Сначала Алексей Васильевич хотел возражать, оправдываться, напомнить кое-что в свою защиту. Но чем страстнее и громче становился голос Наташи, тем его голова поникала все ниже и ниже…
– Прости меня, – прошептал он, – я не хотел этого… И разве я счастливее тебя?
– Ты?.. – презрительно протянула Наташа, но взгляд его так и резнул ее по сердцу. Она глубоко вздохнула, помахала платком на свое разгоряченное лицо, потом сказала, усиливаясь быть спокойной: – Все это нервы и сантименты. Оба мы с тобой засиделись на насести… Оба одинаково виноваты… и правы. Поработай зимою, съезди в Москву… Мой грех, что я отвела тебя от ученой карьеры. Может, еще наверстаешь и, кто знает, там-то и найдется твоя доля? А весною непременно приезжай, – слышишь? Что бы ни случилось, – твои ведь дети, и когда все перекипит, я, может быть – друг твой. Ну, довольно… Пойдем. Фу, какая сегодня противная Волга! – И не оглядываясь пошла в каюту. Струков хотел было последовать за нею, но вдруг почувствовал какое-то странное состояние: ноги точно отнялись; ни одной мысли не было в голове, ни ревности, ни сожаления – в упавшем сердце. «Все кончено…» – выговорил он с тупою улыбкой. И всхлипывающий плеск волны за кормою, и разбитый мотив из «Травиаты», так же как тучи, и река, и угрюмая даль, казалось, повторили за ним: «Все… все кончено…»

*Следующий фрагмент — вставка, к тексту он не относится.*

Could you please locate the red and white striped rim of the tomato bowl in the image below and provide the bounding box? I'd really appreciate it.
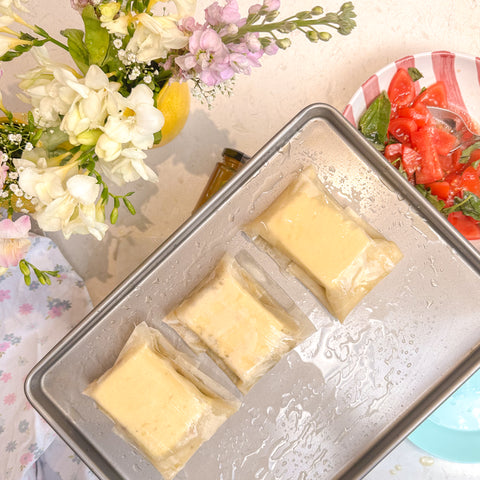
[343,51,480,126]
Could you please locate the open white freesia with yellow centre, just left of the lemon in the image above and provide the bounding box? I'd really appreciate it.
[102,84,165,150]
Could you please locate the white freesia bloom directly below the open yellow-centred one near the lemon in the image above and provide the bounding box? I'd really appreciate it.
[98,147,158,185]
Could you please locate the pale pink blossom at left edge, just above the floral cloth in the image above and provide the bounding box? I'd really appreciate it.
[0,215,31,268]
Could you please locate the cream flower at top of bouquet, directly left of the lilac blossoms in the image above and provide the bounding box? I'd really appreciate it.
[126,13,188,63]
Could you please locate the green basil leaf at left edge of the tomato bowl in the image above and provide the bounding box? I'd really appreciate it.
[359,92,392,151]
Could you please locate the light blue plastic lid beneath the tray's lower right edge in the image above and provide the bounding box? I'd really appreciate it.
[408,370,480,463]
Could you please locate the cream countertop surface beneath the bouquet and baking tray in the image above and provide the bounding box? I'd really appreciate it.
[0,0,480,480]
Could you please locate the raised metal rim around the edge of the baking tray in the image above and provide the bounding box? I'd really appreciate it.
[24,103,480,480]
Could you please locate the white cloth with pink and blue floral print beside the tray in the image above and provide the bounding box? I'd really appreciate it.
[0,237,96,480]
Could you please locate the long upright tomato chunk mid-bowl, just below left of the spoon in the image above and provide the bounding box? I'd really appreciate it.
[411,127,443,184]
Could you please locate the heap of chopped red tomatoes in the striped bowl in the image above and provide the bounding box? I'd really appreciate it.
[360,69,480,240]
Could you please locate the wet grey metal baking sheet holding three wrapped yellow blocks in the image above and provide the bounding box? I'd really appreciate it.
[26,104,480,480]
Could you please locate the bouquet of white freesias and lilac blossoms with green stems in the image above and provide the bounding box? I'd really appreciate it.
[0,0,355,284]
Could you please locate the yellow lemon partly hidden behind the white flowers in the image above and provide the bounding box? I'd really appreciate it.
[156,82,190,147]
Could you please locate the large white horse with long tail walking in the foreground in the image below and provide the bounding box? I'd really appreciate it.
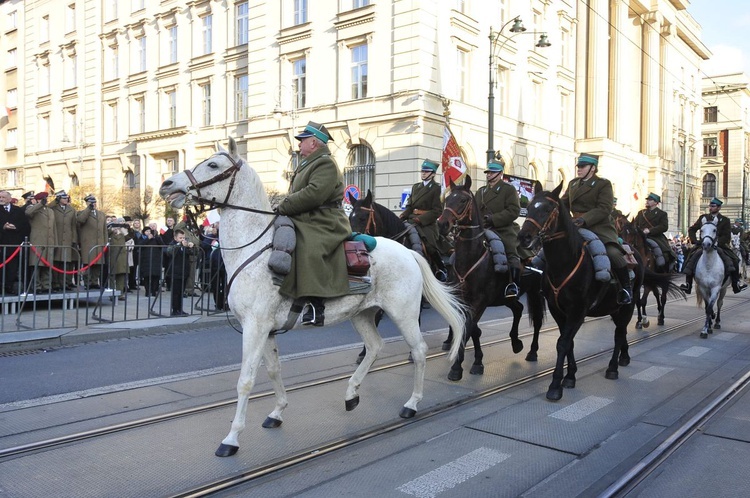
[159,138,464,456]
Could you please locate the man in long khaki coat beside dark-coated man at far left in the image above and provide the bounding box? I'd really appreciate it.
[25,192,57,292]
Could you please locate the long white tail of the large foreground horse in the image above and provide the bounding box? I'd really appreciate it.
[409,251,468,362]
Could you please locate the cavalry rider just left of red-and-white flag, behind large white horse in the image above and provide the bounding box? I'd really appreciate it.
[399,159,448,282]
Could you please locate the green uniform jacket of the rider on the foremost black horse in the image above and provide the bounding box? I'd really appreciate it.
[562,175,620,248]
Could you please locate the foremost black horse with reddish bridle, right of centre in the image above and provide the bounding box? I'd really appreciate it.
[519,183,679,401]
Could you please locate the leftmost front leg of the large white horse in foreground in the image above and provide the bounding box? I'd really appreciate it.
[216,326,268,456]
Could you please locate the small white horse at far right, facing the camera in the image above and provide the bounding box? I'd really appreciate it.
[694,218,729,339]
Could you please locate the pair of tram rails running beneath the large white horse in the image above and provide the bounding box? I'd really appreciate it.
[0,303,743,497]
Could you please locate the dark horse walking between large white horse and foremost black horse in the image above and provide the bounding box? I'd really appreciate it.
[438,177,545,380]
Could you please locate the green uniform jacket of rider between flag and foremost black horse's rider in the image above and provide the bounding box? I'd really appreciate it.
[476,180,521,257]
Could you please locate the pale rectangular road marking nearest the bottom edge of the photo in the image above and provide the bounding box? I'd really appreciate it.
[396,447,510,498]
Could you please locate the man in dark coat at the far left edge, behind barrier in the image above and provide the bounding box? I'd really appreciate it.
[0,190,31,294]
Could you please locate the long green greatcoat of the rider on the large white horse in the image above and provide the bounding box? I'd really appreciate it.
[279,146,352,299]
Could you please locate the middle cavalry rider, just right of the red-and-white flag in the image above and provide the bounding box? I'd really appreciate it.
[476,158,521,298]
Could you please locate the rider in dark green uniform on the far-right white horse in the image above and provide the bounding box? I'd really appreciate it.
[680,197,747,294]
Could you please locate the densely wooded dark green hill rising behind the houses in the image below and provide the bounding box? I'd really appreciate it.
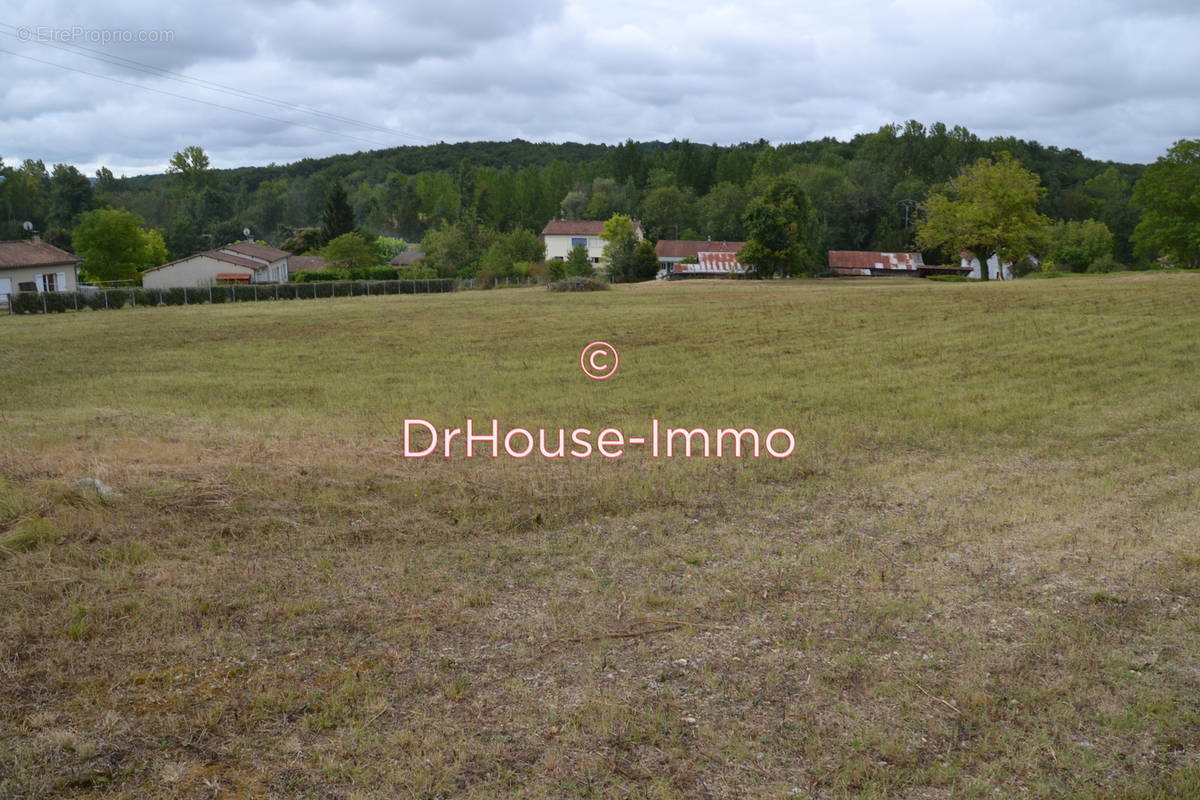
[0,121,1144,264]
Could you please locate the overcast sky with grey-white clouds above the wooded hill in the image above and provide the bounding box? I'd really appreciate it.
[0,0,1200,174]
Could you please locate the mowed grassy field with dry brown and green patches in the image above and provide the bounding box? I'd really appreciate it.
[0,275,1200,800]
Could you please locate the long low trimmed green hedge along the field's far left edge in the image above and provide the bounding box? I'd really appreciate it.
[8,278,455,314]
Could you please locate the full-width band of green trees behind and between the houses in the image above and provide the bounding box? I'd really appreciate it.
[0,121,1195,284]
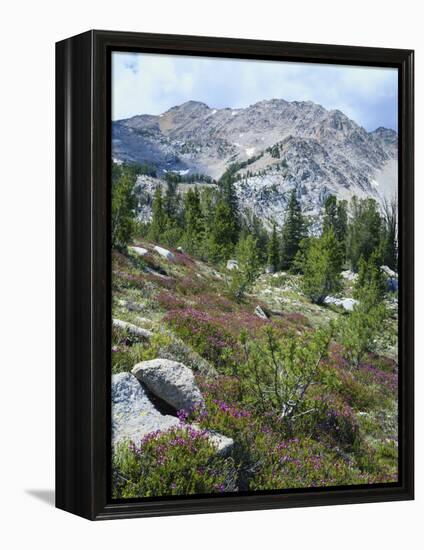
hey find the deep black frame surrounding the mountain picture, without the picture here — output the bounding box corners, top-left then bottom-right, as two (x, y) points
(56, 30), (414, 520)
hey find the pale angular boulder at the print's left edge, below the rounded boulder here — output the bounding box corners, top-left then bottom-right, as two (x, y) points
(112, 372), (180, 445)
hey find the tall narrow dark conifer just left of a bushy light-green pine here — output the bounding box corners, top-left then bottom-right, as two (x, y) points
(280, 190), (305, 269)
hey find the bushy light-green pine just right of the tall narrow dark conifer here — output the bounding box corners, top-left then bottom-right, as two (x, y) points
(302, 228), (342, 304)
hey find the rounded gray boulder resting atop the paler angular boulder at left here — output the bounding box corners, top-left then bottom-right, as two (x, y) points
(131, 359), (204, 411)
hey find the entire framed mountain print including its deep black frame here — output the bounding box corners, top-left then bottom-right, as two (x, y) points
(56, 31), (414, 519)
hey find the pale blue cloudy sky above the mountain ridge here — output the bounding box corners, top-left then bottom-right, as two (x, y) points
(112, 52), (397, 131)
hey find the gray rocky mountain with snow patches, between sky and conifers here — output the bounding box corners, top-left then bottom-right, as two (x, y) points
(112, 99), (398, 222)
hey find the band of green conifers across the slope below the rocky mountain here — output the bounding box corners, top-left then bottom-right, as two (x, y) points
(112, 160), (398, 303)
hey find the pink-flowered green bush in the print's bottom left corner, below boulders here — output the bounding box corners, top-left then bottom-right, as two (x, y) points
(113, 425), (235, 498)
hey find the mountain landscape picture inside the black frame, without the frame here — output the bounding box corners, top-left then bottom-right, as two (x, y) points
(110, 52), (398, 499)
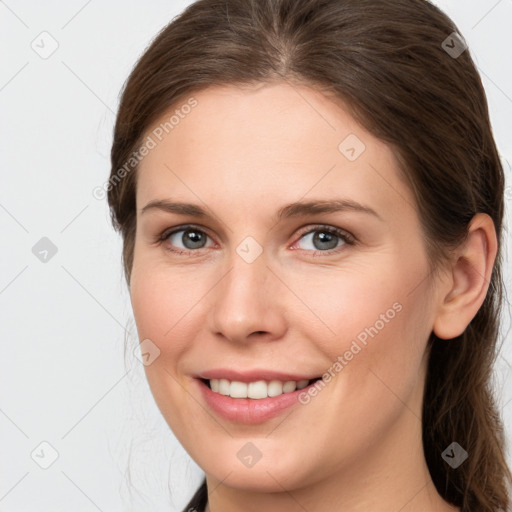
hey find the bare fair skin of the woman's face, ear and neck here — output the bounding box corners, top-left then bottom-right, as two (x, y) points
(130, 82), (496, 512)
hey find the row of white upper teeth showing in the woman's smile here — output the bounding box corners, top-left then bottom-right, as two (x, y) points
(209, 379), (309, 400)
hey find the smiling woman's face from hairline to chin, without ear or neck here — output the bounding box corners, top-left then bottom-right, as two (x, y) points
(131, 83), (442, 492)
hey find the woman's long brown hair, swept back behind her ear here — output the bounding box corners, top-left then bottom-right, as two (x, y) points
(108, 0), (512, 512)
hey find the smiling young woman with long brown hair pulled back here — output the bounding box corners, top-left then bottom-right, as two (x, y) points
(108, 0), (511, 512)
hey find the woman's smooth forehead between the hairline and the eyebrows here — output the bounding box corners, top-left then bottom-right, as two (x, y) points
(137, 83), (412, 220)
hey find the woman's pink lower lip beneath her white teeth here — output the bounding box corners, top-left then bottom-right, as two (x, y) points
(196, 379), (314, 424)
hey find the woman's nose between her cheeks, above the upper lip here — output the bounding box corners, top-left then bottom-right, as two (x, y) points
(209, 252), (287, 343)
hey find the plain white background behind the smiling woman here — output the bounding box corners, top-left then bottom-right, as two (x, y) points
(0, 0), (512, 512)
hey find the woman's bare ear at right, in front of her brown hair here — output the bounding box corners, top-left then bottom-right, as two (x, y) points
(433, 213), (498, 340)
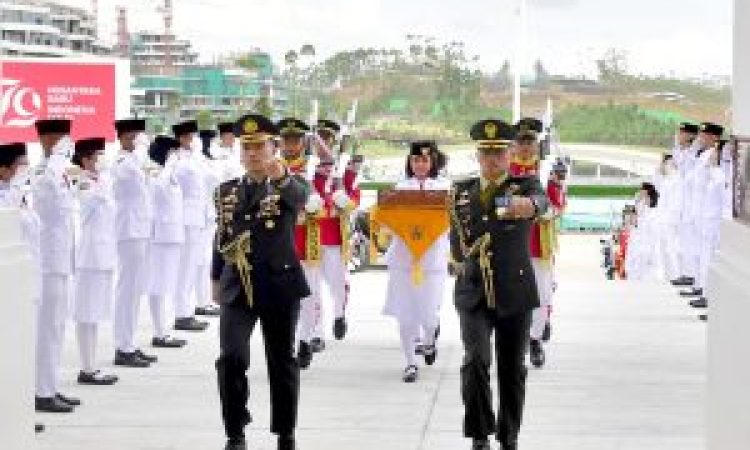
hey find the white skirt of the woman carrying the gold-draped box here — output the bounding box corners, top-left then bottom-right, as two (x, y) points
(383, 268), (448, 327)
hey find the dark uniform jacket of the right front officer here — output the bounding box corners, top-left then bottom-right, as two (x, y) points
(450, 177), (548, 316)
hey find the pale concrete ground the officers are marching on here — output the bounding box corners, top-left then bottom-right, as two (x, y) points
(37, 236), (706, 450)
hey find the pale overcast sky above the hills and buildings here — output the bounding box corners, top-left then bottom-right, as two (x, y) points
(58, 0), (732, 76)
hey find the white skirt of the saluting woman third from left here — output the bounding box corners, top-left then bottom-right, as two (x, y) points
(73, 269), (115, 323)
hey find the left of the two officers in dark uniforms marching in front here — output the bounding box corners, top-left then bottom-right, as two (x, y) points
(211, 115), (310, 450)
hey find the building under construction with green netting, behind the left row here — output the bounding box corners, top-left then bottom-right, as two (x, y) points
(130, 33), (286, 128)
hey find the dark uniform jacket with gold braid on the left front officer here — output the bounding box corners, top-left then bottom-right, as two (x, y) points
(211, 175), (310, 306)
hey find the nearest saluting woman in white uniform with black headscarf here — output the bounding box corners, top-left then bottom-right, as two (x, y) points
(148, 136), (187, 348)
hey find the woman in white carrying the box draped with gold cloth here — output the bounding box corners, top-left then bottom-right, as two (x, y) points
(383, 141), (450, 383)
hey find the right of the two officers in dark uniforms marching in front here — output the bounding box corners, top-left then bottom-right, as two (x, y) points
(449, 120), (547, 450)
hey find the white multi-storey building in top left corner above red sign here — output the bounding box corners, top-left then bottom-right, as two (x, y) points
(0, 0), (111, 57)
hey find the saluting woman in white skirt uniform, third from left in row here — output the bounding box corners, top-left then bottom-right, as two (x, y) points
(73, 138), (118, 385)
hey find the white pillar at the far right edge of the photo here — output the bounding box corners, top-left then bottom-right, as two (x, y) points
(706, 0), (750, 450)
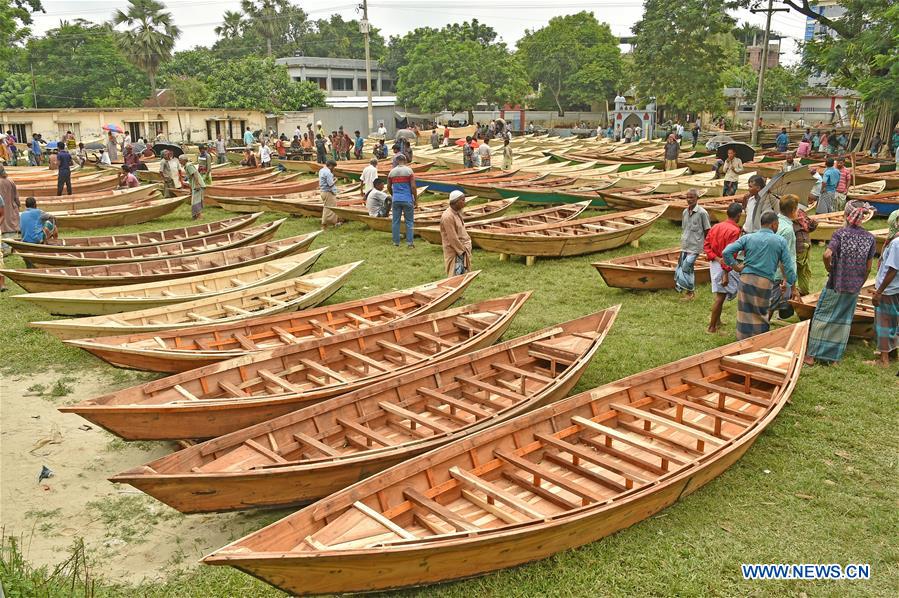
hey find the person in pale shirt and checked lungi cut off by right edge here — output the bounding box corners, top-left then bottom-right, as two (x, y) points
(873, 210), (899, 367)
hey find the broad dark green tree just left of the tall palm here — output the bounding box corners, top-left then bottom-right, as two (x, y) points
(23, 20), (148, 108)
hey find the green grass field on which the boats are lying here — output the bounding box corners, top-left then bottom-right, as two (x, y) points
(0, 196), (899, 597)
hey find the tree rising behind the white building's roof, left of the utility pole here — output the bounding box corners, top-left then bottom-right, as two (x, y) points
(298, 14), (385, 60)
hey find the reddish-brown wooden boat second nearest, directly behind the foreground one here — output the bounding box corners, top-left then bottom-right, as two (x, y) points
(111, 306), (620, 513)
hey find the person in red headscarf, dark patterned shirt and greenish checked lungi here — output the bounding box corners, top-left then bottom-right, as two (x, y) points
(805, 201), (876, 365)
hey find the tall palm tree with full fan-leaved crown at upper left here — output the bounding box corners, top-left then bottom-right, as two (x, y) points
(112, 0), (181, 102)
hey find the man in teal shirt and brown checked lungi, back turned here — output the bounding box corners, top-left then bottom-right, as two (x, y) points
(724, 210), (796, 340)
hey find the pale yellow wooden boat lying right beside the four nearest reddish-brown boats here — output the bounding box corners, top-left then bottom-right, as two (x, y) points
(29, 262), (362, 342)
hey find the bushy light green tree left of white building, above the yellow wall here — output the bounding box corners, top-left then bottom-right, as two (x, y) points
(205, 56), (325, 112)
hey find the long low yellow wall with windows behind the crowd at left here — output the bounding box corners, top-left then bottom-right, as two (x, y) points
(0, 108), (265, 143)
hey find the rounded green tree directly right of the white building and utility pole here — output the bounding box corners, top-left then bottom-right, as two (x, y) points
(397, 24), (530, 112)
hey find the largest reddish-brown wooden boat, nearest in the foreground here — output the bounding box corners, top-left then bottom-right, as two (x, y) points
(203, 323), (808, 595)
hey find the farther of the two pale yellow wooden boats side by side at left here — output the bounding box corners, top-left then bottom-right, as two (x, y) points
(13, 249), (325, 316)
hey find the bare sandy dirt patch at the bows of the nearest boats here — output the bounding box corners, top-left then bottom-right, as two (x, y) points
(0, 373), (274, 583)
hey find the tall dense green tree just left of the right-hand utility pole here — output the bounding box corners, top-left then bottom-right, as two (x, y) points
(633, 0), (740, 112)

Пароход «Колорадо» принужден был потерять несколько часов из-за поисков бесследно исчезнувшего пассажира. Долго затем происходило полицейское дознание, допрашивались крючники, бабы-мещанки, матросы, составлялся протокол… И когда в непогожую ночь снова заревел свисток и нелепая громада с шумом отчалила от пристани, в каютах первого класса было темно и пусто.